The first step in preparing to sample is to verify that the sample location is appropriate. The industrial user permit must specify the sampling location for compliance sampling [40 CFR 403.8(f)(1)(iii)(B)(4)] (CFR, §52.21(aa)(2)(v) 1980). Sampling points should be located where there is no discharge other than the discharge from the industrial user process effluent being monitored. This sampling location must be representative of the actual discharge from the facility. A representative sampling location is where a sample can be obtained that is as close as possible to the same composition as that in the larger volume of wastewater being discharged and is typical of the discharge from the facility on a normal operating day. Convenience, accessibility, and safety are important considerations, but they are secondary to the representativeness of the sample. The most representative samples will be drawn from a wastewater depth where the flow is turbulent and well mixed and the chance of solids settling is minimal. The depth of sample collection should be 40–60% of the wastestreams depth. To avoid contamination, the inspector should take care to collect samples from the center of the flow with the opening of the sampling device or container facing upstream. Wide channels or paths of flow may require dye testing to determine the most representative sampling site. If dye testing is inconclusive, multiple samples may need to be collected by cross‐sectional sampling.
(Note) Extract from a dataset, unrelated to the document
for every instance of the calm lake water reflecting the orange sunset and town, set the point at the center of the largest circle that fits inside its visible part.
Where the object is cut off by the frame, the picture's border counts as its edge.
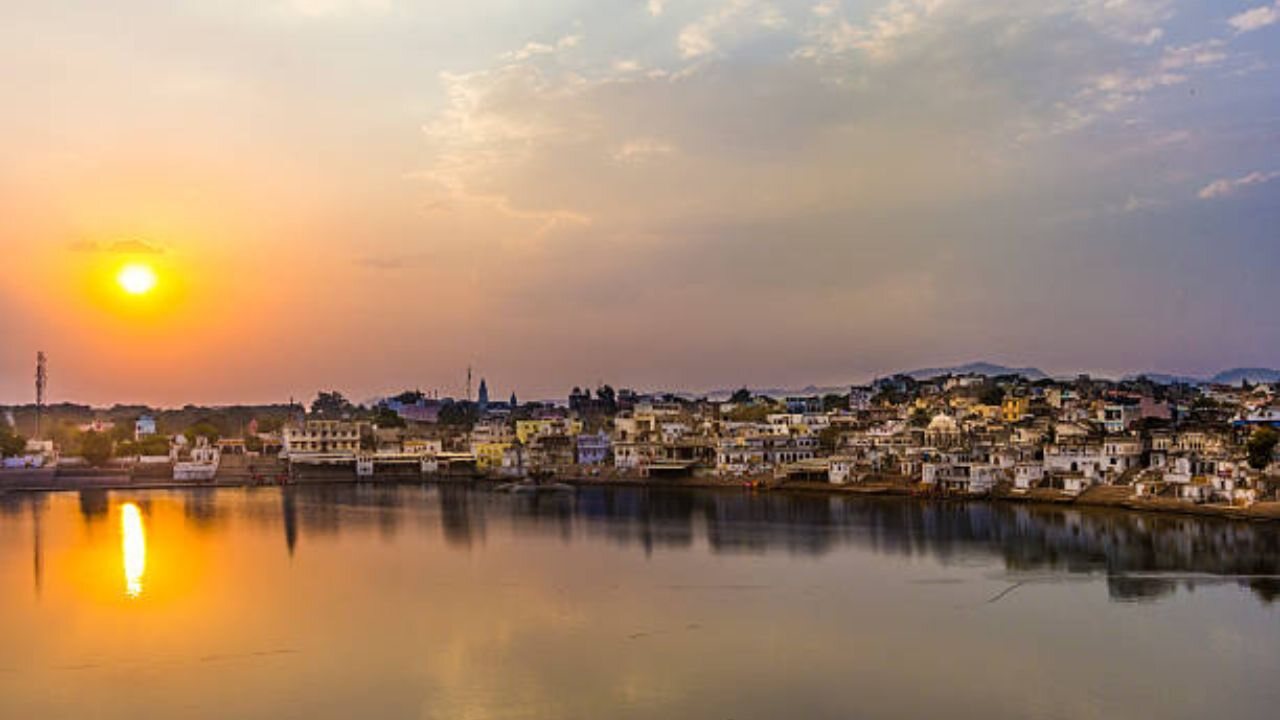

The inspector should use the sampling location specified in the industrial user’s permit. If the sample location specified in the permit is not adequate to collect a representative sample, the inspector should determine an alternative location. This determination should be based on the inspector’s knowledge of the plant itself, the production processes, and the outfalls. If there is a conflict between the sample location described in the permit and the location the inspector believes is most representative, samples should be collected at both sites. The reason for the conflict should be thoroughly documented for later resolution by the POTW. If necessary, the permit or other control mechanism must be amended to reflect the more representative sampling location(s). The CWA federal categorical standards apply at the end‐of‐process (or at the end of treatment, if treatment exists) unless the standard specifies a different location to collect the sample (e.g. in 40 CFR part 433, metal finishing, the sample location for cyanide is after the cyanide destruct system prior to dilution with other streams). If process effluent is mixed prior to treatment with unregulated wastestreams or dilution water, the CWA (USEPA 1985b) must be used (40 CFR 403.6). In this case, the POTW will designate, in the industrial user’s permit or other control mechanism, where the sampling point(s) will be (end‐of‐pipe, end‐of‐process, or both). The POTW must ensure that any change in the industrial user’s sampling point(s) will not allow the user to substitute dilution for adequate treatment to achieve compliance with applicable standards. Where a treated, regulated, process, wastestream is combined prior to treatment with wastewaters other than those generated by the regulated process, the industrial user may monitor either the segregated process wastestream or the combined wastestream for the purpose of determining compliance with applicable pretreatment standards.